12.40am: The server was rebooted but is not coming back on line. It's not booting yet. We may need to replace the RAID card.
1.10am: The data centre remote hands have been asked to hook up a recovery session so we can see why the server is not booting from the drive. The RAID array itself shows optimal and healthy.
1.55am: We're still waiting for the data centre to remove the KVM and onvert it to a recovery session. We'll be working on this the moment they do this.
3.00am: Our senior systems admin is and has been working on this server. There appears to be no partition table on the drive. We're trying to recover this. Please bear with us. As a precaution those clients on this node who have backups we have started building new servers and have started a restore just as a precaution and to speed things up should the server be not able to be recovered.

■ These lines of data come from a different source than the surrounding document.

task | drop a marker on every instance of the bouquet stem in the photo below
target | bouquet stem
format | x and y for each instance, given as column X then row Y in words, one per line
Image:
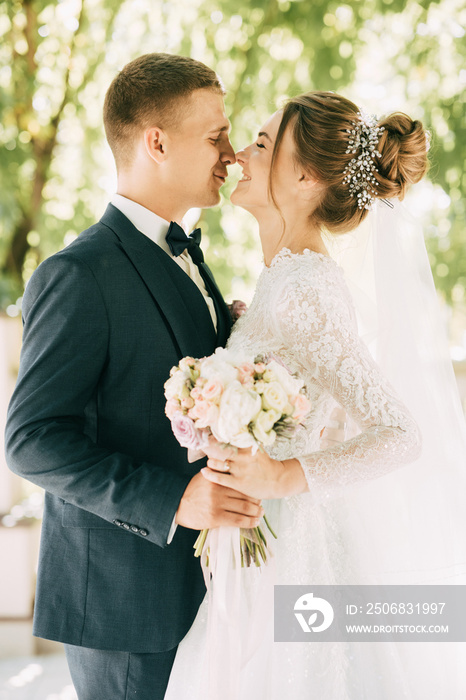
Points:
column 253, row 545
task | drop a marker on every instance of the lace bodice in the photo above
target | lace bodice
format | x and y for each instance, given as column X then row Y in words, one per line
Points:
column 302, row 313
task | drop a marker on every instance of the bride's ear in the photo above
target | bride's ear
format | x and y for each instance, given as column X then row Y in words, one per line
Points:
column 155, row 142
column 306, row 181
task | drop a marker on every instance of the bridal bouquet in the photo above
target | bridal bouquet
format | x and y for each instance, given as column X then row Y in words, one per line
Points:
column 243, row 403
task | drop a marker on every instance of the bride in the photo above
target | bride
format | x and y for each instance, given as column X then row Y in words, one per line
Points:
column 340, row 508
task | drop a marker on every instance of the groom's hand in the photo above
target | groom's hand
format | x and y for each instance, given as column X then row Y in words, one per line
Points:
column 207, row 505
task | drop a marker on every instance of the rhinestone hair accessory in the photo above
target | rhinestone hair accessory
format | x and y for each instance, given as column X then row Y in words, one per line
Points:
column 359, row 173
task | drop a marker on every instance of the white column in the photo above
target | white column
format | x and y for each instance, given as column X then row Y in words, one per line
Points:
column 10, row 344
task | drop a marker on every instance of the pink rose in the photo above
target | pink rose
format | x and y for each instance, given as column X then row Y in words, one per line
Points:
column 185, row 432
column 212, row 390
column 196, row 393
column 188, row 402
column 302, row 406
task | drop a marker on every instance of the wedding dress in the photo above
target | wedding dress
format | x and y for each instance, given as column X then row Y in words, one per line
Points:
column 303, row 314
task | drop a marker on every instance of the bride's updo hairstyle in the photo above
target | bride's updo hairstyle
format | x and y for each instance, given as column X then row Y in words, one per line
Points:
column 321, row 123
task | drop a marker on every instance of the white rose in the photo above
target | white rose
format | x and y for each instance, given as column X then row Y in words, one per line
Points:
column 289, row 383
column 263, row 425
column 175, row 387
column 274, row 397
column 238, row 407
column 218, row 366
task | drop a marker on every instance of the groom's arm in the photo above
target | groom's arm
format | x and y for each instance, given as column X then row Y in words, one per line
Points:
column 64, row 354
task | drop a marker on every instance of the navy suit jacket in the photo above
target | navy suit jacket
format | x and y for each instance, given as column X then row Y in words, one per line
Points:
column 104, row 321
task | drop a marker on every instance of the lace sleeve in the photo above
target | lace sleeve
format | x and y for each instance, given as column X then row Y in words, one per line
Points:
column 317, row 315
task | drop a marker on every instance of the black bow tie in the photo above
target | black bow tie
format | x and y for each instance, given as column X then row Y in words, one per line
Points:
column 178, row 242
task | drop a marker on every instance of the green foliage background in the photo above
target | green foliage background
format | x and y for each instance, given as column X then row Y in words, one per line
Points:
column 57, row 58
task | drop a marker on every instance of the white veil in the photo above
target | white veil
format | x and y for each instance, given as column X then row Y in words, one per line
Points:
column 412, row 523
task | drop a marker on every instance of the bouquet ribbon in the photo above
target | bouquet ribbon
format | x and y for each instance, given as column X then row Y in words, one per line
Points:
column 240, row 605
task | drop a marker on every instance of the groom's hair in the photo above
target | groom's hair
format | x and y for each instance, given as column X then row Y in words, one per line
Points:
column 149, row 91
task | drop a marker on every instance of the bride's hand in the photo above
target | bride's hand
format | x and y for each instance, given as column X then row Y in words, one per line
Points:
column 258, row 476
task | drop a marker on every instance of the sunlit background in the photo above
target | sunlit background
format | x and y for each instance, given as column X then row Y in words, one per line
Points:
column 56, row 61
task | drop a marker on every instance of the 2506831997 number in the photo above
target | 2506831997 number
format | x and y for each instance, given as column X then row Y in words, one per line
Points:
column 404, row 608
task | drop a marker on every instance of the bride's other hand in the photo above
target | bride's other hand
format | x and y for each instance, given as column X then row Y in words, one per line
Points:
column 257, row 476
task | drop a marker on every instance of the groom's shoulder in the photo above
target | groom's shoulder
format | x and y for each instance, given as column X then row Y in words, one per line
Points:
column 97, row 244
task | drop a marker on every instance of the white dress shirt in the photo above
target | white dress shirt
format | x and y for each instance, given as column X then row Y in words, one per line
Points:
column 155, row 228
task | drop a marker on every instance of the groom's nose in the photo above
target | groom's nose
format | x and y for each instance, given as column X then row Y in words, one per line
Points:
column 241, row 156
column 227, row 156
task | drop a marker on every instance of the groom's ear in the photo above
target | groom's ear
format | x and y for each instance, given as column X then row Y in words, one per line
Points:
column 155, row 143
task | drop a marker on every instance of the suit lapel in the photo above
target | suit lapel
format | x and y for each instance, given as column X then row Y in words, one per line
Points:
column 176, row 295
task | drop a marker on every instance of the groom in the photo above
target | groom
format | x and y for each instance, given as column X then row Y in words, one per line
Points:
column 104, row 321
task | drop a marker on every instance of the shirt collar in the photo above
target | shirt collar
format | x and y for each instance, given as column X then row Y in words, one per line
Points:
column 148, row 223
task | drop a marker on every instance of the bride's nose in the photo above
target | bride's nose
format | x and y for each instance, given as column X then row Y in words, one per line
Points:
column 241, row 156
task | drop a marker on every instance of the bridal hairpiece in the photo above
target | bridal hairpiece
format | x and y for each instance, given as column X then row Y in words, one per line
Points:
column 359, row 173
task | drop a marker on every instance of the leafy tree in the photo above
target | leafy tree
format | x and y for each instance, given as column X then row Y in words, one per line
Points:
column 57, row 58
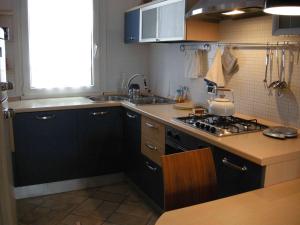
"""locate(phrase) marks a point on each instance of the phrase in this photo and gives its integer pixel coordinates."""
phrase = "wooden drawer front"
(152, 149)
(153, 130)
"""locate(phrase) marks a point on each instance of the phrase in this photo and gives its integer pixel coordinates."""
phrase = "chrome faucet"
(135, 76)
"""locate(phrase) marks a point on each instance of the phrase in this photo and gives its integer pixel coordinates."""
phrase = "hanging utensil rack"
(256, 46)
(195, 46)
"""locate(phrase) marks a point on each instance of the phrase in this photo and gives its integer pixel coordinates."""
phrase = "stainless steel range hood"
(214, 9)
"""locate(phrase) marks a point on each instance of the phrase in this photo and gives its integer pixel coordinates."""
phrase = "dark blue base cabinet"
(152, 181)
(61, 145)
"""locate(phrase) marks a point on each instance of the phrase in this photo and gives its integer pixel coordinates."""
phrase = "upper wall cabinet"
(132, 26)
(164, 21)
(286, 25)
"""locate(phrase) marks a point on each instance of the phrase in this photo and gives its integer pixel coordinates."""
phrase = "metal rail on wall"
(268, 45)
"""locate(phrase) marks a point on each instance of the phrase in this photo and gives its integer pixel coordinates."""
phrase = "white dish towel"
(192, 64)
(215, 73)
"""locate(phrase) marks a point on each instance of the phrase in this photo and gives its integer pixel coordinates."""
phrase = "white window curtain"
(60, 48)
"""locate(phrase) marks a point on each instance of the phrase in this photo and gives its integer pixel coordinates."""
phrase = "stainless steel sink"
(151, 100)
(143, 100)
(106, 98)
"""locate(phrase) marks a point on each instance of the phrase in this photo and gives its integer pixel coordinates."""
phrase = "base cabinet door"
(100, 141)
(132, 145)
(236, 175)
(45, 147)
(152, 181)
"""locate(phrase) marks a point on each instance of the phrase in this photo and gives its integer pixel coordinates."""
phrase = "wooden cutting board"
(184, 106)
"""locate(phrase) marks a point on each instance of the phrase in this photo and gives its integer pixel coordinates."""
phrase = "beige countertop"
(253, 146)
(276, 205)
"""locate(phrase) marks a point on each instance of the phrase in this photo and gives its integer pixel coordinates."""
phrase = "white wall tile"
(251, 97)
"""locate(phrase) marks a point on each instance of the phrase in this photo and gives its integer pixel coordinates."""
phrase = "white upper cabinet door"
(171, 20)
(149, 16)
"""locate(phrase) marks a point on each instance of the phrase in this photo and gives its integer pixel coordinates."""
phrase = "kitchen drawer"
(152, 149)
(153, 130)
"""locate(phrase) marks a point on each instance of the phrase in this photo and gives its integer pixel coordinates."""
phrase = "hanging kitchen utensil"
(274, 83)
(221, 106)
(283, 84)
(281, 132)
(265, 81)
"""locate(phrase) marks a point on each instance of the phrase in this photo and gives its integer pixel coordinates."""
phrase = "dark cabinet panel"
(236, 175)
(100, 135)
(152, 181)
(132, 145)
(132, 26)
(46, 147)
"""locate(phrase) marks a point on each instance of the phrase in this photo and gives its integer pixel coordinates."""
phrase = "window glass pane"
(60, 43)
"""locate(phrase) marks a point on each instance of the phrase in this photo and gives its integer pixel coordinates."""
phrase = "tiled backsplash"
(251, 97)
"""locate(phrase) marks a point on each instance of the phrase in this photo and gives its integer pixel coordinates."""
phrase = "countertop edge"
(172, 123)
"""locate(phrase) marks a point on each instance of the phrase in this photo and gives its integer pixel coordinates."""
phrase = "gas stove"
(222, 126)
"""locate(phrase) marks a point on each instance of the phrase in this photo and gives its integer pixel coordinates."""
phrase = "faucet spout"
(132, 78)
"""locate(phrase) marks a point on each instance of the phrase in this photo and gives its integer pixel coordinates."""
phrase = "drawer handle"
(98, 113)
(151, 147)
(130, 116)
(226, 162)
(150, 125)
(49, 117)
(154, 169)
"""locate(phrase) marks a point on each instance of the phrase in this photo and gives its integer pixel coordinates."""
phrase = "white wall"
(116, 57)
(167, 66)
(121, 58)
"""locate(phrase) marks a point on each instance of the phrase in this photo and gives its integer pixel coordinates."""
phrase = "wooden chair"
(189, 178)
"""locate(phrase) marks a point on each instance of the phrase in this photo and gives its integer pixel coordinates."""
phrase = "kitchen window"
(60, 46)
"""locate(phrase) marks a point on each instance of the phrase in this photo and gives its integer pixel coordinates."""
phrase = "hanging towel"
(229, 62)
(192, 67)
(215, 74)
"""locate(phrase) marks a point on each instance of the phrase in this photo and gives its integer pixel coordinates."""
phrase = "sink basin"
(143, 100)
(151, 100)
(105, 98)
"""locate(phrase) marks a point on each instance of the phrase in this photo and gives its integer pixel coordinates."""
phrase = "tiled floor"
(117, 204)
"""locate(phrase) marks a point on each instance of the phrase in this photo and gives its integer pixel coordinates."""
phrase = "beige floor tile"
(72, 219)
(87, 207)
(105, 210)
(107, 196)
(135, 209)
(153, 219)
(24, 208)
(125, 219)
(122, 188)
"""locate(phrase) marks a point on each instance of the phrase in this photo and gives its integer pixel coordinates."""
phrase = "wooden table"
(275, 205)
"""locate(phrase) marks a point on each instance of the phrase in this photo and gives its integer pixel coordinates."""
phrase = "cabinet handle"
(150, 125)
(130, 116)
(98, 113)
(151, 147)
(154, 169)
(49, 117)
(226, 162)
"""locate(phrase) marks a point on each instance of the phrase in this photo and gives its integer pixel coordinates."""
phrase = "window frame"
(28, 92)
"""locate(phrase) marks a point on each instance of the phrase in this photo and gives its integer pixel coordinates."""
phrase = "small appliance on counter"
(222, 125)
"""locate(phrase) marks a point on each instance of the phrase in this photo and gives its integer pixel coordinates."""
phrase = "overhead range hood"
(216, 10)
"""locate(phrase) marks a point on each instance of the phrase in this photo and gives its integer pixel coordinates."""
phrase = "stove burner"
(222, 126)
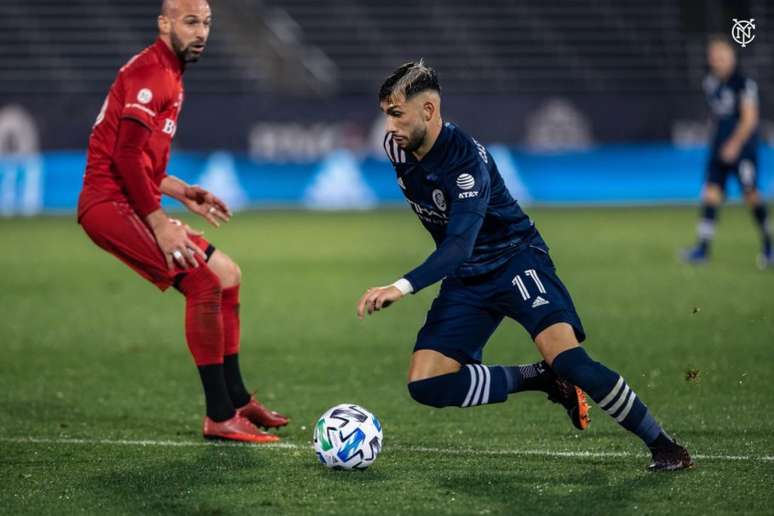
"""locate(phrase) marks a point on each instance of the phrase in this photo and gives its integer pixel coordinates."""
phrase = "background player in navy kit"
(733, 100)
(495, 264)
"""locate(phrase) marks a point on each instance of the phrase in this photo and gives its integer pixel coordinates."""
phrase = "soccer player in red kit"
(120, 210)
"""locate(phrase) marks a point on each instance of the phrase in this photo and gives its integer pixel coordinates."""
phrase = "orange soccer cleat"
(237, 428)
(261, 416)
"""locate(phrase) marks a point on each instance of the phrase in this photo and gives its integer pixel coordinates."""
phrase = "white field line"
(413, 449)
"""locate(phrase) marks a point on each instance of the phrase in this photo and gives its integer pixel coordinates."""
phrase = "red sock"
(230, 313)
(203, 321)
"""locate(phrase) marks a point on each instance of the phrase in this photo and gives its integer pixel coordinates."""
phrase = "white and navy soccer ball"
(347, 436)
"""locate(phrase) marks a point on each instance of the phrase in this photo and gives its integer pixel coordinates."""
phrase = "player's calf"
(613, 395)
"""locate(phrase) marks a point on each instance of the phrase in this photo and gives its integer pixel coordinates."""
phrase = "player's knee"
(426, 392)
(752, 198)
(230, 274)
(712, 195)
(576, 366)
(200, 283)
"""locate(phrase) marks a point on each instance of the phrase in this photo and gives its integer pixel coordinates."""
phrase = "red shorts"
(116, 228)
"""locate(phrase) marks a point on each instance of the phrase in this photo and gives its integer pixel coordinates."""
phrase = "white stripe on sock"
(473, 381)
(626, 409)
(621, 400)
(612, 393)
(480, 388)
(487, 382)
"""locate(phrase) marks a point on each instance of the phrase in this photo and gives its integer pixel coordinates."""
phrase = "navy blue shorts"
(468, 310)
(745, 170)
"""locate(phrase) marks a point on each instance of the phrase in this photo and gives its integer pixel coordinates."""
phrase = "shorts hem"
(564, 316)
(460, 356)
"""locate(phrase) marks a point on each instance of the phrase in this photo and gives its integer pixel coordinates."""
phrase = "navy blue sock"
(472, 385)
(706, 229)
(528, 377)
(609, 390)
(761, 215)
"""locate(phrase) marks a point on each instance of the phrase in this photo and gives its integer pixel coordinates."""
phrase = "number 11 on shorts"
(518, 282)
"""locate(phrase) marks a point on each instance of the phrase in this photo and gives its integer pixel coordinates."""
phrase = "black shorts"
(468, 310)
(745, 170)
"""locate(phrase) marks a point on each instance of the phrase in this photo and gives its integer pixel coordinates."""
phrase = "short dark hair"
(719, 39)
(408, 80)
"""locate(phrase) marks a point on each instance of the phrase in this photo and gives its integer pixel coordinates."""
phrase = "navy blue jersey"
(725, 101)
(461, 199)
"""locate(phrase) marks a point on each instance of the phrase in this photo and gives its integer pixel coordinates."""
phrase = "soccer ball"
(347, 436)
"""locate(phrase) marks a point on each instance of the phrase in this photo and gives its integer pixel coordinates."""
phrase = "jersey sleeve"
(146, 94)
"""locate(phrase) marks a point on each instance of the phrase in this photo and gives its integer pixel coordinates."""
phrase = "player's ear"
(429, 110)
(165, 24)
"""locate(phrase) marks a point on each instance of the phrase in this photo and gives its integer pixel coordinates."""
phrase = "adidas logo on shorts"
(539, 301)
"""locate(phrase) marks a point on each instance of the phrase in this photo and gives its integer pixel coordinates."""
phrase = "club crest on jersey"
(439, 199)
(170, 127)
(144, 96)
(465, 181)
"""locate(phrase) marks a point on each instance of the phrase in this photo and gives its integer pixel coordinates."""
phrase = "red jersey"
(148, 89)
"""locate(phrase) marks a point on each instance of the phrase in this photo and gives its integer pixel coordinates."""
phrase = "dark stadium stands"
(314, 47)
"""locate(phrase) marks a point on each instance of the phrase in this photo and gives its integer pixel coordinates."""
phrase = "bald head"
(184, 25)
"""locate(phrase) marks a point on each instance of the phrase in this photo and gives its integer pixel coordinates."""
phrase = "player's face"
(721, 59)
(189, 29)
(406, 122)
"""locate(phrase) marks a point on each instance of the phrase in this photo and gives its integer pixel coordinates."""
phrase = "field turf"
(100, 405)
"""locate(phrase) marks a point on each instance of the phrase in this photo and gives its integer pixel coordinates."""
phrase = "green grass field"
(101, 406)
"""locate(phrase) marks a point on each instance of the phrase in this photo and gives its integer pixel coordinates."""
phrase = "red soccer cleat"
(236, 429)
(261, 416)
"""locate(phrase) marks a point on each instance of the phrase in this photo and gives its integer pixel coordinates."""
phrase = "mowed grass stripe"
(411, 449)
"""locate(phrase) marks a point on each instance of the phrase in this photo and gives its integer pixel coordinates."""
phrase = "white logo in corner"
(742, 31)
(144, 96)
(439, 200)
(465, 181)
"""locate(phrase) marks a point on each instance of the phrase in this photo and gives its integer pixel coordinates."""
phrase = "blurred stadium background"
(579, 101)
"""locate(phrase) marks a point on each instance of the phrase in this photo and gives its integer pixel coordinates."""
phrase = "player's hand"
(377, 298)
(729, 152)
(174, 239)
(203, 203)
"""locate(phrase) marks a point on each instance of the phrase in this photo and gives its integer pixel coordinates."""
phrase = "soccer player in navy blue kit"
(733, 100)
(494, 264)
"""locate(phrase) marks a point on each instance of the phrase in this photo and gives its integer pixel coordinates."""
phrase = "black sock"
(236, 387)
(529, 377)
(219, 406)
(761, 215)
(706, 229)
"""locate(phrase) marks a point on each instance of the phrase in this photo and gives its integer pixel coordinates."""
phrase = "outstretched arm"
(454, 250)
(197, 200)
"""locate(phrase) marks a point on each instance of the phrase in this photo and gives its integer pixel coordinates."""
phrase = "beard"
(185, 53)
(415, 139)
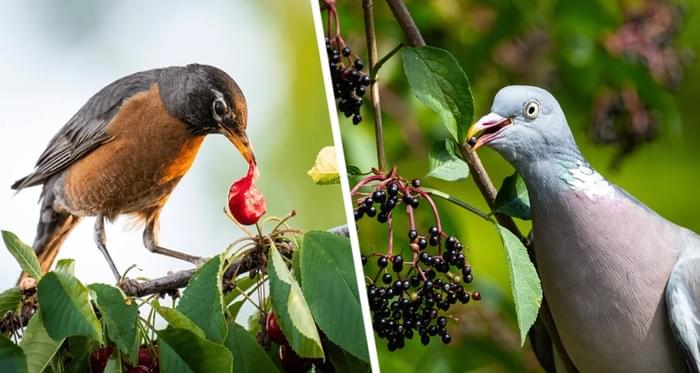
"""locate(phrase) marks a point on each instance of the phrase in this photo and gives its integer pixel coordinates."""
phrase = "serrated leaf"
(293, 312)
(10, 300)
(202, 300)
(248, 355)
(440, 83)
(512, 198)
(12, 358)
(177, 320)
(330, 285)
(524, 282)
(38, 346)
(66, 308)
(325, 168)
(183, 351)
(24, 254)
(66, 266)
(119, 315)
(444, 163)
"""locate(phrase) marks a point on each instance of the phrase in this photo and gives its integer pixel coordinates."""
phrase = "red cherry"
(273, 329)
(245, 201)
(291, 362)
(99, 358)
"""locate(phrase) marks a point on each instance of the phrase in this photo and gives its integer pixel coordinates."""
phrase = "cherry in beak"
(486, 129)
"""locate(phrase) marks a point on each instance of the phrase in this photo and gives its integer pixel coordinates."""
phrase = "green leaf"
(183, 351)
(66, 266)
(439, 82)
(12, 358)
(39, 347)
(10, 300)
(330, 285)
(345, 362)
(119, 314)
(114, 364)
(202, 300)
(524, 282)
(66, 308)
(23, 253)
(177, 320)
(444, 163)
(248, 355)
(512, 199)
(325, 168)
(291, 308)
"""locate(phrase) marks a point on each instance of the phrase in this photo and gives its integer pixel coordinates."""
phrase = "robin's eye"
(531, 110)
(219, 107)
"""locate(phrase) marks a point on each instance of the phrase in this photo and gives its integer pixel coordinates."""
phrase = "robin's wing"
(87, 129)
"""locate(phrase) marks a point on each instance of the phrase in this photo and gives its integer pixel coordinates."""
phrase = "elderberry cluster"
(349, 82)
(411, 297)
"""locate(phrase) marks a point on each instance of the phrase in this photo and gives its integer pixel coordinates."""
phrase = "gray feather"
(683, 300)
(87, 129)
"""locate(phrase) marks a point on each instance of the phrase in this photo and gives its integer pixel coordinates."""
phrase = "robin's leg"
(100, 238)
(150, 240)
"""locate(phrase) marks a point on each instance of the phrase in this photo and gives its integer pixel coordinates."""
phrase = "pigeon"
(622, 283)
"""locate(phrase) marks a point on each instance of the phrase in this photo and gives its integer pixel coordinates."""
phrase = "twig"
(368, 5)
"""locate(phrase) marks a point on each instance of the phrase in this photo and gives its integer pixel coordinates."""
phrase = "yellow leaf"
(325, 169)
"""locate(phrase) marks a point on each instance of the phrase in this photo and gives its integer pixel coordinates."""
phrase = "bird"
(126, 149)
(622, 283)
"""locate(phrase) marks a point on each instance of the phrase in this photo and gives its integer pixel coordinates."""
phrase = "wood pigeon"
(622, 283)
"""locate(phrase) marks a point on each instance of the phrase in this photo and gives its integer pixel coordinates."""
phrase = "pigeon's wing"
(683, 303)
(87, 129)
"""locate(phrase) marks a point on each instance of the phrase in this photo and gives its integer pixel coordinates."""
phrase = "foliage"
(201, 333)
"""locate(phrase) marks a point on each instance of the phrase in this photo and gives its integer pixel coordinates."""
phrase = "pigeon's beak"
(486, 129)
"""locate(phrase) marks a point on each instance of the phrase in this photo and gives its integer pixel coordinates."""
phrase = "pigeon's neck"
(562, 172)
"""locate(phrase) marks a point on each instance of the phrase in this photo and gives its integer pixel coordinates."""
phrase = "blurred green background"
(56, 56)
(624, 74)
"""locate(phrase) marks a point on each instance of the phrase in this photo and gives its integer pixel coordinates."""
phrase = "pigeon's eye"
(531, 110)
(219, 107)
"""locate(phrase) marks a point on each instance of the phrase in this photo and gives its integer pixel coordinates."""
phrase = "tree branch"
(368, 7)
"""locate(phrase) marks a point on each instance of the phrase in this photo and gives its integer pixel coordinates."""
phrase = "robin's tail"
(52, 230)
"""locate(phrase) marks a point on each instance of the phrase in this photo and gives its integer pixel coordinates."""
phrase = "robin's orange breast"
(138, 168)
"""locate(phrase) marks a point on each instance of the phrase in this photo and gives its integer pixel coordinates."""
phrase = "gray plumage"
(622, 283)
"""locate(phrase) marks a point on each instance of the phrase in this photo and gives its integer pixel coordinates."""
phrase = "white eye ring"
(531, 110)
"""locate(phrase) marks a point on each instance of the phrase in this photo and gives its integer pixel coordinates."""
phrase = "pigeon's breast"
(604, 262)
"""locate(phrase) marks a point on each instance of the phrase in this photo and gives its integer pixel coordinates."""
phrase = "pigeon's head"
(525, 123)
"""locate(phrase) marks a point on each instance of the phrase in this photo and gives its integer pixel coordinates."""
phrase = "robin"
(125, 150)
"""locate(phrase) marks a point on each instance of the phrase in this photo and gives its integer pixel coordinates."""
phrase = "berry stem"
(458, 202)
(368, 7)
(427, 197)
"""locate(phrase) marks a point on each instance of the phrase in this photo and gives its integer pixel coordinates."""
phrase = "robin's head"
(209, 101)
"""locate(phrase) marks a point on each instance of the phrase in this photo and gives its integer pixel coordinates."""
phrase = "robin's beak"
(486, 129)
(240, 141)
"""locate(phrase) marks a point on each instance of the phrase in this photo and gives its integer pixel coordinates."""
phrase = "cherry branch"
(169, 284)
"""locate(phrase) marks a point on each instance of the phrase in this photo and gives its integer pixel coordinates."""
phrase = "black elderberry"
(387, 279)
(379, 196)
(398, 263)
(433, 231)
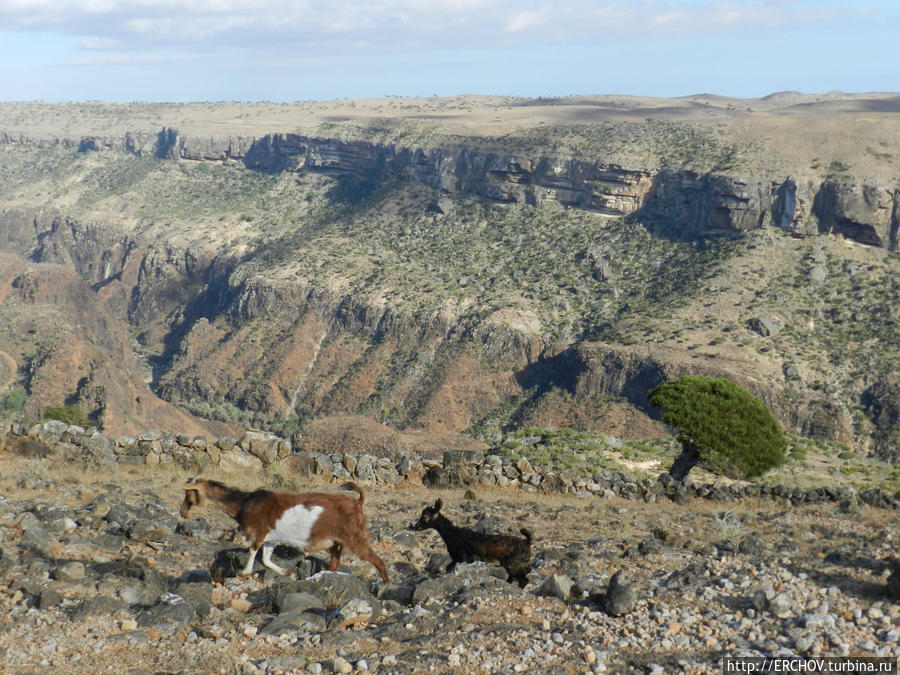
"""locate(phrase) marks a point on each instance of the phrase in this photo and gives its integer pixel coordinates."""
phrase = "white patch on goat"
(294, 526)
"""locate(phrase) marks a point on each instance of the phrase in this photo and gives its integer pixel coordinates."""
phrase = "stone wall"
(256, 450)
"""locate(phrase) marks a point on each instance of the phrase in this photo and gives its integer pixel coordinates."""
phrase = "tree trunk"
(684, 462)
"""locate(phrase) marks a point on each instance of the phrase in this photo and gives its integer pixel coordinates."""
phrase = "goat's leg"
(363, 550)
(248, 568)
(335, 551)
(267, 561)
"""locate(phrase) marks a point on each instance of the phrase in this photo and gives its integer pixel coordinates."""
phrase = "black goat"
(467, 545)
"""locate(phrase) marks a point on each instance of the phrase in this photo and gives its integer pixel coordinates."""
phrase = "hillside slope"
(452, 275)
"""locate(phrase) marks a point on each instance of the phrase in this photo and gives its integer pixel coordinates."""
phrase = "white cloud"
(403, 24)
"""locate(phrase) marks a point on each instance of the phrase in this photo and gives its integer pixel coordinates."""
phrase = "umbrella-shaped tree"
(721, 427)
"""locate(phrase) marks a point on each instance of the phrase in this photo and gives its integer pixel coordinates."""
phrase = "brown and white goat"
(467, 545)
(310, 522)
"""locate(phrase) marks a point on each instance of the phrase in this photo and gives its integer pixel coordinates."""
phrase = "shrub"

7.00am Our senior system administrator has been trying all night to get the array back on line. We're currently having the data centre attach a Debian Live CD to the server and we are going to try one last time to get the Logical Volumes to mount so we can salvage data from the array.
There are 7 clients on this node.
Three are managed clients and have backups we are restoring now
One is a SolusVM Control machine for another node so not service affecting and will be rebuilt later today (we can handle their requests via ssh commands in the meantime)
One is a Web server from a High Availability Cluster. This is lower priority as the same data is on multiple other servers and is non service affecting
One is a mail server with no backups purchased from us. We'll help this client restore any local backups they have and will work hard to retrive any data we can for them
At this point no more updates will be posted here we are opening individual tickets for the 7 affected clients.